Des enquêteurs du Service de police de la Ville de Montréal (SPVM) inventent des enquêtes et transmettent de fausses informations à des policiers pour tenter de savoir lesquels d'entre eux parlent aux médias. Ces enquêtes doivent être « fictives » afin de s'assurer que la diffusion éventuelle de fausses informations dans les médias soit « sans conséquence », dit un ex-enquêteur.

Devant la commission Chamberland où il terminait son témoignage jeudi, Normand Borduas a détaillé les « techniques de provocation » dont il avait fait mention la veille.

« On ne peut pas donner de la vraie [information], sinon c'est nous qui tirons dans notre propre bateau. Comment peut-on contrôler une information réelle [...] ? Il faut qu'elle soit fausse, unique et adaptée à la situation », a déclaré l'ex-enquêteur de la Division des affaires internes du SPVM.

Cette technique d'enquête a notamment été utilisée dans le cadre de l'enquête Escouade pour savoir si un ou des policiers parlaient à Patrick Lagacé. 

« [L'enquête fictive a pour but] de vérifier le cheminement d'une information fictive, confidentielle », a dit l'enquêteur Normand Borduas lors de son témoignage devant la commission Chamberland.

« L'enquête serait fictive, les individus fictifs, il n'y a pas de préjudice à personne », a estimé Normand Borduas, précisant que ses supérieurs au SPVM étaient bien au fait de ce genre de technique.

Normand Borduas affirme que des discussions ont eu lieu au SPVM pour savoir quelle serait la position à adopter si une telle enquête fictive faisait l'objet d'une fuite dans les médias, ce qui ne s'est jamais produit, soutient-il.

« Soit on la dément, soit on la confirme, soit on ne répond pas. Je pense que ça se situe à ces trois niveaux. Il y a une marge de manoeuvre propre aux communications que je ne maîtrise pas et ils ont différents canaux de communication », a-t-il dit.

« SUSCITER UNE RÉACTION »

De manière plus générale, Normand Borduas a expliqué que dans les cas où elle cherche à identifier des policiers qui pourraient parler aux médias, une autre des techniques « de provocation » de la Division des affaires internes du SPVM pourrait consister à « susciter une réaction ». « Il pourrait être utile de faire connaître au suspect qu'il fait l'objet d'une enquête, pour le motiver à poser des gestes qui vont confirmer qu'il est impliqué », a expliqué l'ex-enquêteur.

Cette « technique de provocation » pourrait être appliquée tant à l'égard de journalistes que de policiers, a révélé Normand Borduas.

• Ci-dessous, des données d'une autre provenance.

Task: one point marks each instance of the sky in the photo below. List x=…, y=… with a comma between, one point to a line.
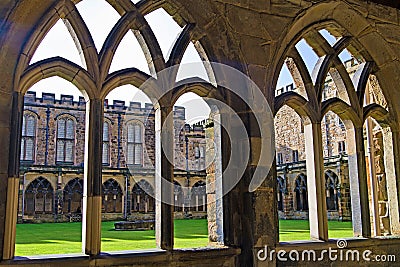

« Est-ce que ça peut aller jusqu'à imaginer un crime qui n'a pas été commis ? », lui a-t-on demandé. « Oui, ça pourrait être ça », a répondu l'ex-enquêteur.

Il a admis que l'entourage des personnes visées, des proches, par exemple, ou des recherchistes, pourrait être visé aussi. « Plus l'information est indirecte, plus ça tend à éloigner les soupçons que cette information est contaminée », a-t-il dit.

LE SPVM A TENTÉ D'ÉCOUTER UNE RENCONTRE DE PATRICK LAGACÉ

Normand Borduas a également révélé que la Division des affaires internes du SPVM a tenté d'écouter une conversation entre le journaliste Patrick Lagacé et le policier Fayçal Djelidi dans le cadre d'une rencontre qui devait se tenir dans un lieu public.

« Sur les lignes d'écoute, on avait entendu l'annonce d'un meeting entre [Patrick] Lagacé et [Fayçal] Djelidi. Avec cette info, on a décidé de placer des agents doubles ou de filature à l'intérieur du lieu et d'écouter ce que les deux personnes se dis[ai]ent », a déclaré l'ex-enquêteur.

Le policier Fayçal Djelidi, spécialiste des gangs de rue, faisait alors l'objet d'une enquête des affaires internes du SPVM parce qu'il était soupçonné d'abus de confiance.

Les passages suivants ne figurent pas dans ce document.